Short answer: Can't be done, at least with acceptable losses.
Somewhat longer answer: With the USSR defeated (with the A-A line presumably achieved) and the UK defeated and occupied there is no way to mount a reasonable invasion effort. Even a respectable air campaign is questionable since the Reich will have effectively unlimited oil reserves, access to enormous amounts of raw materials, AND all of the tech the UK was working on, including the RR jet engine design studio and Tube Alloys.
Game over.
And all the tech the USSR was working on too, and millions of forced laborers to manufacture rocket weapons.

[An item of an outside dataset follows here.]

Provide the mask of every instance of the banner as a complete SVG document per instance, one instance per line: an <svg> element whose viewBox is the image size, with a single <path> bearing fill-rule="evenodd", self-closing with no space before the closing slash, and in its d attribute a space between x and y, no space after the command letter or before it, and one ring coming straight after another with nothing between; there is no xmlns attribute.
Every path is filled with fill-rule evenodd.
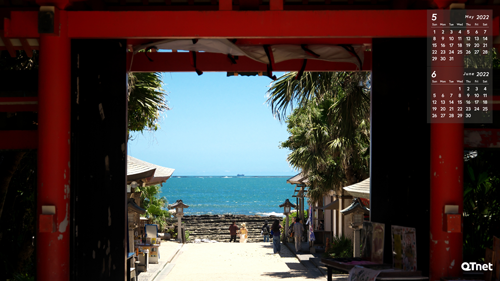
<svg viewBox="0 0 500 281"><path fill-rule="evenodd" d="M309 206L309 218L307 219L307 224L309 224L309 242L316 240L314 236L313 219L312 219L312 205Z"/></svg>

While taking Britain by 1941 was impossible in the first place, if it did happen, it's basically halfway (or one third of the way) to a
Man in the High Castle scenario.
Related issues:
1) Does Japan still try to expand into the Pacific and thus provoke the U.S. into the war in the first place?
2) Do Canada, Australia, and New Zealand cut ties with the "mother country" at this point so as to avoid having any of their resources and citizens at the Nazi regime's disposal? If so, what do the Nazis do about it?
3) Are Ireland and Spain able to remain neutral and independent?
1) Japan certainly still attacks the US at Pearl Harbor leading to the Pacific theater. Germany
might still declare war on the US, they're in a better situation than OTL when they declared war.
However, with the Royal Navy defeated, Germany doesn't even need Japan as an ally anymore. The Germans will probably put Edward VIII on the throne in Britain, and attempt to make the dominions into puppet states, including India, Australia, and New Zealand, which Japan wants. Australian fears of the Japanese Empire might play into the Nazis' goals here. There may be a proxy war in India as well.
So the alliance probably ends. But there is a small chance that Germany uses Japan for an (impossible, unfeasible) combined direct assault on the US, especially with Hitler being Hitler. This is of course doomed from the outset.
2) Western Allied resistance certainly continues in the dominions. However, with all the resources of Europe including Britain, it would be vaguely possible for the Germans to force them into their sphere. They would have to act quickly however while the Empire of Japan is still a threat; otherwise, Australia and New Zealand will vastly, vastly prefer the US.
3) Ireland and Spain may remain de jure independent, but they will become client states de facto.